RMT v SERCO (conjoined with ASLEF v London Midland)

Before taking industrial action, unions have to issue a notice of ballot giving (among other things) the total number of employees involved as well as an explanation as to how the figures were arrived at. In RMT v SERCO (conjoined with ASLEF v London Midland), the Court of Appeal said that there was no statutory obligation on unions to use any particular category of jobs and therefore no obligation to adopt the categories used for pay purposes.

The union instructed Thompsons to act on its members’ behalf.

Basic facts

After negotiations broke down, the union provided Serco with the required ballot notice providing details of the number of members in the different job categories and work places whom it was proposing to ballot for industrial action. It also provided an explanation of how it had arrived at those figures, saying that they had been “audited and updated”.

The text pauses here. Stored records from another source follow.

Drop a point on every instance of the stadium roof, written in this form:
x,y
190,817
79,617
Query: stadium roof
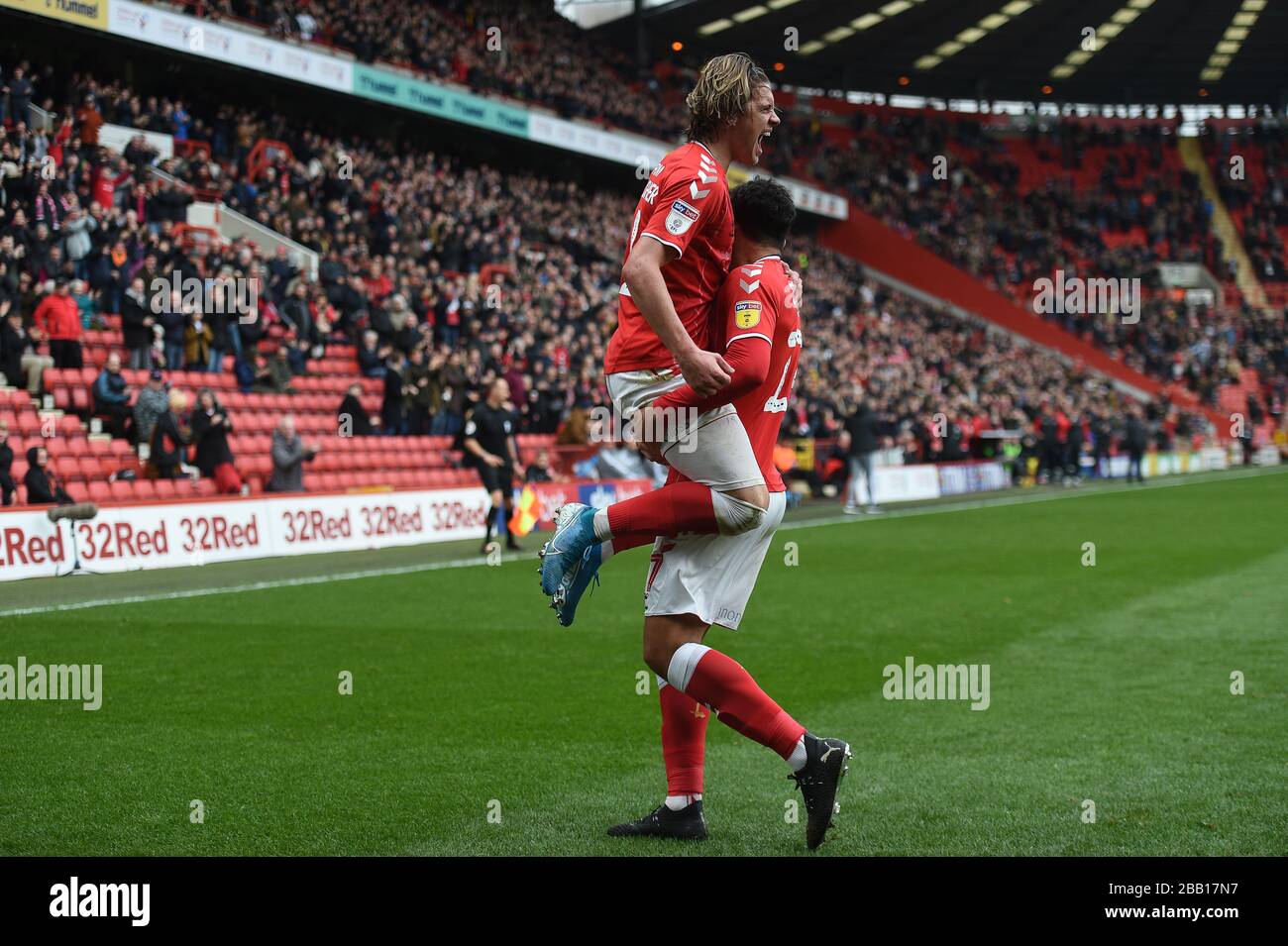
x,y
1142,51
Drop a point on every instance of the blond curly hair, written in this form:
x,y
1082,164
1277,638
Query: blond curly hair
x,y
722,93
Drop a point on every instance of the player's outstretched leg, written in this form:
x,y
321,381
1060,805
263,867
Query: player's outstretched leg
x,y
579,578
575,533
684,734
576,579
818,781
677,507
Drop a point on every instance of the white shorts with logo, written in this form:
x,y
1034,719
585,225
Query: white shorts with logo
x,y
712,451
709,576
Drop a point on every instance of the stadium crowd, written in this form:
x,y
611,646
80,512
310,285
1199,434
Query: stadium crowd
x,y
1138,210
446,274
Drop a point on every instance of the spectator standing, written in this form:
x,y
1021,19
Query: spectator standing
x,y
137,323
290,455
1134,439
210,430
43,485
168,439
21,364
862,428
352,417
112,396
153,402
7,485
197,340
58,317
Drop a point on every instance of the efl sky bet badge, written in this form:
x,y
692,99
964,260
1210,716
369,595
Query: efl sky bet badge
x,y
681,218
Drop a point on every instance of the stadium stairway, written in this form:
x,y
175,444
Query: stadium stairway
x,y
1223,224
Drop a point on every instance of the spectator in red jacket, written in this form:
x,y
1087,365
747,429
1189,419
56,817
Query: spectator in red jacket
x,y
58,318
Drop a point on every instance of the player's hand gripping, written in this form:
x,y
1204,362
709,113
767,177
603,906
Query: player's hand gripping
x,y
798,286
704,370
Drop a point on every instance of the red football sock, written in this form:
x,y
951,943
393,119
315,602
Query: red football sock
x,y
684,740
742,705
675,507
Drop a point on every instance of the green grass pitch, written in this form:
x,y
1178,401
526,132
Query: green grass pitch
x,y
1108,683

The union then sent the notice of industrial action on 13 January 2011 which contained similar lists and figures to those it had given previously. The statutory explanation of how the figures were arrived at was also virtually identical, except that the words "audited and” had been omitted.

Serco applied for an injunction on the grounds that the explanation given by the union was inadequate and that the job categories used in the notices were too imprecise.

High Court decision

And the High Court judge agreed. He granted the injunction, saying that:

  • the statutory explanation was inadequate and too generic as it failed to show what had been done, when and by whom. This left the company not knowing whether it could rely on the figures provided by the union. 
  • the ballot notice was inaccurate because it claimed that the union had carried out an audit of the figures, but that was not true. “The representation was that something more than systematic updating had occurred, but it had not. This was a material error vitiating the ballot”.

Court of Appeal decision

The Court of Appeal, however, said that the purpose of the notice provisions was not to help employers decide whether to take legal proceedings or not.

In any event “the information which the judge found ought to have been given –who did what and when - would in truth have done little to comfort the employer as to the reliability of the raw data the company were given”.

As for the job categories, the Court found there was no statutory obligation requiring the union to use any particular category of jobs and therefore no obligation on the union to adopt the categories used for pay purposes.

The Court said that the approach adopted by the union was “perfectly sensible and did not infringe its statutory duty” in that it “notified the employer of the jobs identified by the workers themselves. Whatever difficulties that might cause an employer in marginal cases, the Court was satisfied that it complied with the statutory obligation”.

Nor were unions obliged to respond to an employer’s request for an explanation if the figures they provided in earlier ballot notices were very different. The Court accepted that it might be wise for them to do so, but it was not required by law.

It therefore allowed the appeal and discharged the injunction.